Bienenprojekt bei der Awo in Düsseldorf-Eller

Bienenprojekt in Düsseldorf : Geleé Royale für die Königin

Im Paul-Gerlach-Haus in Eller führt die Arbeiterwohlfahrt mit psychisch Erkrankten ein Bienenprojekt durch.

Es begann mit einem Weihnachtsgeschenk: Adham Dalgamoni erhielt einen Gutschein für einen Schnupperkurs bei den Stadtbienen, „die haben sich zum Ziel gesetzt, Bienen in der Stadt salonfähig zu machen“, erklärt der Krankenpfleger im Paul-Gerlach-Haus der Awo Vita. Dort leben 31 Menschen, die eine psychische Erkrankung aufweisen, wobei der Träger darauf bedacht ist, dass die Bewohner einen strukturierten Tagesablauf haben und sinnvollen Beschäftigungen nachgehen. So gibt es zum Beispiel einen Kaninchenstall auf dem Außengelände am Büllen­kothenweg, „die Bewohner kümmern sich um die Tiere, haben so eine Aufgabe“, erklärt Einrichtungsleiterin Andrea Pesch. Es gibt auch zwei Therapiehunde, darüber hinaus ein Pflanzenprojekt.

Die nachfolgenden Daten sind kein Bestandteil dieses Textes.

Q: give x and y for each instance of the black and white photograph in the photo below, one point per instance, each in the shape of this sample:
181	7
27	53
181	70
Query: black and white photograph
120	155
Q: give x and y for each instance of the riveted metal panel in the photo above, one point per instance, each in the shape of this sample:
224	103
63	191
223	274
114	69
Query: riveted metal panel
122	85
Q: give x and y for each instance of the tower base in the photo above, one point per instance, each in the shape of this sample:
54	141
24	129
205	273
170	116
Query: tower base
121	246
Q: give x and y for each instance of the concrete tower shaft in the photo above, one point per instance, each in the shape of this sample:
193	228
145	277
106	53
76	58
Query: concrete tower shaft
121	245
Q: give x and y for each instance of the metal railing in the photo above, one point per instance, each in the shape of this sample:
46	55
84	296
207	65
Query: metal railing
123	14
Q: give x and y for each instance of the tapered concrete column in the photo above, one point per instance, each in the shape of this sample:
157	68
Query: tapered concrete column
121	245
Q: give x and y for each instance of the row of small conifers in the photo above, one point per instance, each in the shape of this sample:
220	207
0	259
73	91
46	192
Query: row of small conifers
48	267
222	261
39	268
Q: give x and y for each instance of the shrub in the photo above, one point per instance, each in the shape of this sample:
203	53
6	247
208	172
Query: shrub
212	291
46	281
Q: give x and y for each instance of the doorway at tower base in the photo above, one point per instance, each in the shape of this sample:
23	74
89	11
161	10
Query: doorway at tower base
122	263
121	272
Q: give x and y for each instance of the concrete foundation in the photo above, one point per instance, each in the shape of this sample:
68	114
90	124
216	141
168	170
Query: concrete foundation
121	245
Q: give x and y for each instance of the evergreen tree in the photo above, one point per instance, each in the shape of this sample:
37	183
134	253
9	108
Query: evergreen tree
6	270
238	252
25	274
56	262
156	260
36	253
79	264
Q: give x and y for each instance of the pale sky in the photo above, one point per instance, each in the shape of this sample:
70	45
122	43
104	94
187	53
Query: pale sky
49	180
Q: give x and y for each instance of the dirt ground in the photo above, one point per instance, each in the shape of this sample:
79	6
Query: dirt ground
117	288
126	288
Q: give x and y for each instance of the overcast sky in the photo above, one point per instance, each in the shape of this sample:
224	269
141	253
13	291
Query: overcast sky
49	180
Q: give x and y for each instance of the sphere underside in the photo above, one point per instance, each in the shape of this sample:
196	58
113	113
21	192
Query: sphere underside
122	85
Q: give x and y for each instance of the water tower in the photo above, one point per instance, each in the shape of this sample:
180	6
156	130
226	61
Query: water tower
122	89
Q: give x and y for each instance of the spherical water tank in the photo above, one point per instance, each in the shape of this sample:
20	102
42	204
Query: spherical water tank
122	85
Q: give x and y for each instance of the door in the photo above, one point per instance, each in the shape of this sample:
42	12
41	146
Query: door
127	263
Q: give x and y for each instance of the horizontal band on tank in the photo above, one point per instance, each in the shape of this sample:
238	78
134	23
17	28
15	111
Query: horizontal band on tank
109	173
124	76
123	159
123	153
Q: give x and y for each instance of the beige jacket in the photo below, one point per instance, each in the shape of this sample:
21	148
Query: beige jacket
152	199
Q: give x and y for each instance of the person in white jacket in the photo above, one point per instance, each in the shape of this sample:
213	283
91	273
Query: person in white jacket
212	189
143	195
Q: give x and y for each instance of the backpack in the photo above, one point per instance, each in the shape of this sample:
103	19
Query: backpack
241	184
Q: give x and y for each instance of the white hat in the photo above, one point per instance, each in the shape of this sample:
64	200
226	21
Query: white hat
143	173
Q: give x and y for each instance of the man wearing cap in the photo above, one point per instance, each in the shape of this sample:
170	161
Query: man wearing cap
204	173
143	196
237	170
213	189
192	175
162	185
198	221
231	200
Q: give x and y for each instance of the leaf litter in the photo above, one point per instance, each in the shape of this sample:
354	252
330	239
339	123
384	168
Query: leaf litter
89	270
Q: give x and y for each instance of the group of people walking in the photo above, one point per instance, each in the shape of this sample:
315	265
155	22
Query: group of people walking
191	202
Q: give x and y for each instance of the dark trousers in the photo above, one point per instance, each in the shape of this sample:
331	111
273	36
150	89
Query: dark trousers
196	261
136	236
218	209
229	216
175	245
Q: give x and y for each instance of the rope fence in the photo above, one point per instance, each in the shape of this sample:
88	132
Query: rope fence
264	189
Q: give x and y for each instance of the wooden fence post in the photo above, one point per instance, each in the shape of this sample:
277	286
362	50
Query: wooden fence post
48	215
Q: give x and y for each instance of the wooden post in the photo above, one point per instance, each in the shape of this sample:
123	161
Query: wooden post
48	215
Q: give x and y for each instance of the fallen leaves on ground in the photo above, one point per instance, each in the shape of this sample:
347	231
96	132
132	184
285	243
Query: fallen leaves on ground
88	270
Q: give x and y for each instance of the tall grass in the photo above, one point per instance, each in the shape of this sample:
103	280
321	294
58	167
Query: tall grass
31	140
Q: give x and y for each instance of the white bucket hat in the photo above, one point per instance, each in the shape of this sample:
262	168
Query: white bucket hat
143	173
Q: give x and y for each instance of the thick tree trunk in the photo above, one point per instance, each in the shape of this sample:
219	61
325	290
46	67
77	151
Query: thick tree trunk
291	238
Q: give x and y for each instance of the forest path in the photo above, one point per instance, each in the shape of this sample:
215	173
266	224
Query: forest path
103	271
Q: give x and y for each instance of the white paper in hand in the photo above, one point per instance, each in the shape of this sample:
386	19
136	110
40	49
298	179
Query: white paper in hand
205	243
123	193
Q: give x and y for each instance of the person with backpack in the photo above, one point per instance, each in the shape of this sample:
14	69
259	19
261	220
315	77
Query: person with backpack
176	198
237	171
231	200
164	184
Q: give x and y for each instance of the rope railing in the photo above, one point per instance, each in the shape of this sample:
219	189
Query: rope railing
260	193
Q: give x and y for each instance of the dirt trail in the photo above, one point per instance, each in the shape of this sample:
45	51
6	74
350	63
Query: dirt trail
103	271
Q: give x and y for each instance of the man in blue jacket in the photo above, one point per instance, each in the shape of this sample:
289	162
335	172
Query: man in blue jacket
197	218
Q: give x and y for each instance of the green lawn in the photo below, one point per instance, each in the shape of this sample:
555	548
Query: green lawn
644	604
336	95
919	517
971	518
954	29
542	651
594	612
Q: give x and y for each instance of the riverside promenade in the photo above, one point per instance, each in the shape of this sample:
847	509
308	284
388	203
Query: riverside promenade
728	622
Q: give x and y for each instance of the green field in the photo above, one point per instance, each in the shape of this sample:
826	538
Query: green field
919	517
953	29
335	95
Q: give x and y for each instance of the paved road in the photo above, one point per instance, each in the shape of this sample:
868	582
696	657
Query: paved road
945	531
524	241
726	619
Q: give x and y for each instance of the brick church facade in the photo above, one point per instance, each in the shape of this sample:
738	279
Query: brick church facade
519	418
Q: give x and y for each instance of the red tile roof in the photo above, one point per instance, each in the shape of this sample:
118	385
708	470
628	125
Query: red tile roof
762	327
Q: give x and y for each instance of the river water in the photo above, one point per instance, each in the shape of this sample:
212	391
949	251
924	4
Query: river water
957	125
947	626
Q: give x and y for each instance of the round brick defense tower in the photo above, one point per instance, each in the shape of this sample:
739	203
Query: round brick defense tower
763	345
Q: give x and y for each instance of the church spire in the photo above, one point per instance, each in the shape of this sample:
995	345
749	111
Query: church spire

„Und ich dachte mir, so eine kleine Imkerei im Garten geht in eine ganz ähnliche Richtung“, sagt Dalgamoni. Die Awo stellte die finanziellen Mittel, und die erste Box wurde angeschafft – mit 40.000 Bienen, die bis zu 40 Kilogramm Honig pro Saison produzieren. „Wir werden aber gut 15 Kilo im Stock belassen, damit die Bienen gut durch den Winter kommen“, erläutert der Pfleger, denn nur von April bis Juli wird „gearbeitet“ und eingetragen, die Zeit der Unproduktivität ist demnach lang.

Im Paul-Gerlach-Haus fand er jedenfalls schnell Sympathisanten, die gerne bereit waren, mit anzupacken. Helmut Damaschke zum Beispiel, Bewohner seit fünf Jahren, ist handwerklich sehr begabt, und der ersten folgte schnell eine zweite Box, „da fällt immer etwas an“, erzählt Dalgamoni, zumal auch zweimal im Jahr eine Milbenbehandlung erfolgen muss. Markus Böhne wiederum ist als ausgesprochen tierlieb bekannt und in dieser Hinsicht für alles zu haben. Für die Therapiehunde kauft er sogar von seinem wenigen Taschengeld immer Leckerli.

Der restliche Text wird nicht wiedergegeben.